Oft bleibe ihnen nichts anders übrig, als bei jedem Pflegeheim einzeln anzurufen, um dort nachzufragen, ob es einen freien Platz gibt, sagt Daniela Wehner vom Pflegestützpunkt des Landratsamtes. "Die Platzvergabe entscheidet sich in Minuten." Um 8.15 Uhr könne ein Platz frei geworden sein, der um 8.25 Uhr schon wieder besetzt sei. Früher hätte sie Phasen erlebt, in denen Heimplätze eine längere Zeit frei geblieben seien. "Das hat sich komplett gewandelt." Manche Pflegeheime hätten sogar aufgehört, eine Warteliste zu führen.
Carl-von-Heß-Sozialstiftung
Auch Marco Schäfer bestätigt: "In der geschilderten Situation ad hoc einen Pflegeplatz zu finden, ist fast unmöglich." Als Vorstand der Carl-von-Heß-Sozialstiftung hat er die Übersicht über die Seniorenheime "Dr.-Maria-Probst" (Hammelburg), "Waldenfels" (Bad Brückenau), "Haus Rafael" (Zeitlofs), "Thulbatal" (Oberthulba), "St. Elisabeth" und "Juliusspital" (Münnerstadt).
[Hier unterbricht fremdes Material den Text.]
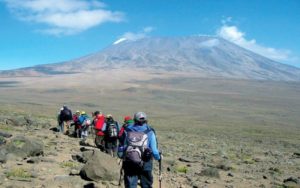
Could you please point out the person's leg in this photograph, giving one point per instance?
(130, 181)
(146, 179)
(115, 148)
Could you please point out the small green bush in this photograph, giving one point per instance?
(182, 169)
(18, 173)
(18, 143)
(68, 164)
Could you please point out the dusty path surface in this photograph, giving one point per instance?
(57, 167)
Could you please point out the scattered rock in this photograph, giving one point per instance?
(224, 166)
(187, 160)
(33, 160)
(210, 172)
(2, 156)
(74, 172)
(292, 182)
(6, 135)
(25, 147)
(100, 166)
(296, 154)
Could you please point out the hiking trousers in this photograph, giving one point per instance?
(146, 180)
(132, 175)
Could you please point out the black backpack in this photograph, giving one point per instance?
(137, 151)
(112, 130)
(66, 114)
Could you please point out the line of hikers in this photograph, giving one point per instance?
(134, 142)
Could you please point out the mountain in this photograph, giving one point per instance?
(202, 55)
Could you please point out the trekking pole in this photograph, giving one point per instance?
(121, 173)
(160, 169)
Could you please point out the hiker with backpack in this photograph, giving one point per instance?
(138, 151)
(85, 123)
(99, 121)
(64, 119)
(76, 123)
(127, 122)
(111, 129)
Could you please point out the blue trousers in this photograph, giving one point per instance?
(132, 175)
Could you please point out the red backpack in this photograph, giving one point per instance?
(99, 125)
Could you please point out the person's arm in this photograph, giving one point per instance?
(103, 127)
(153, 146)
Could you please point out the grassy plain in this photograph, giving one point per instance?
(242, 123)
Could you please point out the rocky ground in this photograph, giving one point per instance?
(32, 155)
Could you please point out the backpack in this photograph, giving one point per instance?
(66, 114)
(137, 151)
(112, 130)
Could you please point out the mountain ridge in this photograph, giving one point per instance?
(207, 55)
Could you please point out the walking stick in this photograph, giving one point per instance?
(160, 169)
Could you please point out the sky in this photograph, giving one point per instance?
(36, 32)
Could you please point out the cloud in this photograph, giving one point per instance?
(63, 17)
(135, 36)
(233, 34)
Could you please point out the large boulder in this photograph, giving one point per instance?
(2, 155)
(21, 146)
(100, 167)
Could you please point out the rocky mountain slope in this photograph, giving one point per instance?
(200, 55)
(31, 155)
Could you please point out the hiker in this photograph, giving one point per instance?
(127, 121)
(139, 149)
(99, 121)
(111, 129)
(64, 119)
(85, 123)
(76, 124)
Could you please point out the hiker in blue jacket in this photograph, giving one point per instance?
(138, 163)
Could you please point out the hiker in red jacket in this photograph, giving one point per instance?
(99, 121)
(127, 121)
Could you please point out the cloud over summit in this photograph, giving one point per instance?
(233, 34)
(63, 17)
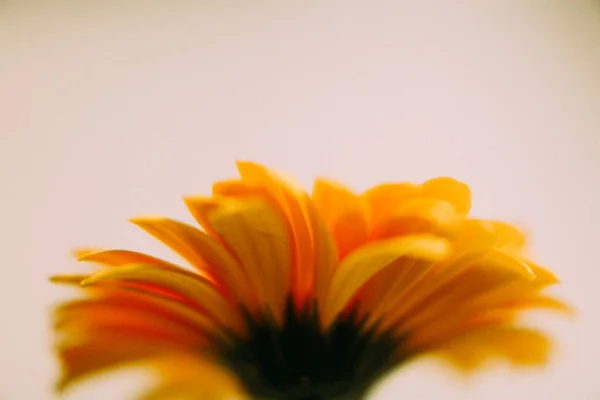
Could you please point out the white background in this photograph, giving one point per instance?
(110, 109)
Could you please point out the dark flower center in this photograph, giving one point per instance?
(300, 362)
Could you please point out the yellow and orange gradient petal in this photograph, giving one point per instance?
(405, 260)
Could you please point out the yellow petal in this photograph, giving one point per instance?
(364, 263)
(435, 297)
(520, 346)
(390, 287)
(202, 251)
(79, 311)
(382, 200)
(72, 279)
(418, 215)
(256, 234)
(189, 378)
(326, 256)
(450, 190)
(343, 212)
(200, 207)
(291, 199)
(95, 356)
(199, 291)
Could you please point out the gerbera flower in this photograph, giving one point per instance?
(298, 296)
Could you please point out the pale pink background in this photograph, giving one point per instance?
(114, 108)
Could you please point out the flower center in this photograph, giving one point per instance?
(298, 361)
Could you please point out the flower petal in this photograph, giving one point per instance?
(363, 264)
(344, 213)
(326, 256)
(193, 287)
(383, 199)
(256, 234)
(418, 215)
(202, 251)
(189, 378)
(291, 199)
(450, 190)
(520, 346)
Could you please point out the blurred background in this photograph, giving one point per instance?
(110, 109)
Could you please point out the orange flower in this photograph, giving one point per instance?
(306, 297)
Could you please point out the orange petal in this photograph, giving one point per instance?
(418, 215)
(291, 199)
(199, 291)
(450, 190)
(520, 346)
(326, 256)
(364, 263)
(202, 251)
(384, 199)
(256, 234)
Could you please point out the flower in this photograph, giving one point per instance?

Insgesamt werde die Chance, einen Pflegeplatz zu finden, immer schlechter. Man müsse zwar von Region zu Region unterscheiden, Bad Brückenau sei mit Pflegeplätzen besser ausgestattet, Hammelburg dagegen eher schlechter. Das Problem aber bleibe: "Es werden Plätze abgebaut, aber es sind keine neuen Plätze entstanden." Das Pflegeheim im Bürgerspital in Hammelburg schloss etwa im Herbst vergangen Jahres. Auch das Seniorenhaus Euerdorf wurde auf bislang unbestimmte Zeit stillgelegt.
Pflegeplatz finden sehr schwer
Für Pflegebedürftige und Angehörige hat das unangenehme Folgen. Angehörige müssten damit rechnen, die zu pflegende Person nicht im direkten Umkreis unterzubringen, sondern sie müssten teilweise bei Heimen außerhalb der Landkreisgrenze anfragen, um einen Platz zu finden. Angehörige mussten die pflegebedürftige Person in Einzelfällen sogar schon nach dem Krankenhaus in einem 200 Kilometer entfernten Heim unterbringen, berichtet Wehner.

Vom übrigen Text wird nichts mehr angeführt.